Thursday, October 24, 2013

Specialness

Wow, so much exciting world in the Breyersphere over the past two days: new molds, new releases, new sculptors, significant changes to the Vintage Club…that I’ll get to in my next post. Partly to digest what I’ve seen, and partly to sort out what I can say about it.

In other more personal news, I finished the collection culling. Sort of. Items have been pulled into and out of various boxes. Roughly 50-75 pieces are strewn about the downstairs and are awaiting pricing, photographing, and the editing of their files from my personal collection database.

All of which will take considerably longer and be a lot less fun than the sorting and reacquainting process. Because getting up to speed with old friends is way more pleasant than updating one’s database and sales list.

One pretty fellow I managed to get reacquainted with was my Chalky Sorrel Five-Gaiter:


Alas, he is not one of Those Chalky Five-Gaiters: an Overpainted Decorator. Nope, he has a U.S.A. mark, so he’s a post-1970 model. I suppose I could imagine that he MIGHT be an overpainted Gloss Palomino, since some of the last of that release did come with that mold mark, but I haven’t heard or seen any evidence of that being the case.

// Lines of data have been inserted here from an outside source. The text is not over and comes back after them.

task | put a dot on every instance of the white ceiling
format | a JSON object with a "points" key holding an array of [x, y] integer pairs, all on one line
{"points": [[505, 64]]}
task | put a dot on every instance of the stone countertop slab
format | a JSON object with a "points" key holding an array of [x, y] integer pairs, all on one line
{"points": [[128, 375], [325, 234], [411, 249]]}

Nor do I intend to find out, because he is otherwise awesome. In fact, he was a regular in my liveshow string back in the 1980s. I doubt he’d do all that well in the ring today, because while he may be Special - a Chalky in Nice Condition - he’s not Special Special like an Overpainted Decorator.

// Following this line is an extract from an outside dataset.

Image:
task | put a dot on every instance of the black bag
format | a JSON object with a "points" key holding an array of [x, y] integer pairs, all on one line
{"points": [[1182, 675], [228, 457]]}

Still, I’m totally okay with that, because he came with a unique and fascinating backstory worth a dozen Decorators.

I found him in a funky little antique/junk shop not far from the Wayne State University campus, in Detroit. I was living on campus, and in my off hours I would wander around the nearby neighborhoods, the kinds that you don’t seen on the national news because they don’t fit the narrative of a dead or dying Detroit.

It was a tiny little enclave of late Victorian homes nestled somewhere in between the University campus and the headquarters of the Burroughs Corporation. All the buildings around it were bland, industrial, and/or deliberately non-ornamental: it seemed almost like a mirage.

In the basement of one of those homes was this little shop, and in that shop I happened to find a few Breyers. I can’t recall if the Chalky Five-Gaiter was there on my first visit, or a later one: I made multiple visits to this place because, as much as I loved visiting the DIA and the main branch of the Detroit Public Library, you really couldn’t buy stuff or strike up a conversation there.

(I had a job on campus, so I did have money to spend on such fripperies. Family was not as thrilled to find new horses hidden in my laundry bag…)

It’s been years since I ventured into that neighborhood; whenever I visit that general area, it’s either to the Library, the DIA, or for work, and none of those places are anywhere near where that neighborhood was.

I’m not even sure if it’s there anymore: there’s been a lot of redevelopment in the area since then, and I can easily imagine it gone. Another junk shop that I used to frequent - the one that the art students frequently raided for materials for their more esoteric projects - certainly is. (Esoteric = boxes of glass eyeballs, old sound effect records from the 1940s, ancient issues of Tiger Beat, etc.)

Part of me doesn’t want to know what happened to it - the shop, the neighborhood, or the people in it. I rather like that little neighborhood as it resides in my mind, and in this horse.

1 comment:

Anonymous said...

Beautiful 5-Gaiter!
Nice to see another hobbyist else within the southeast Michigan area.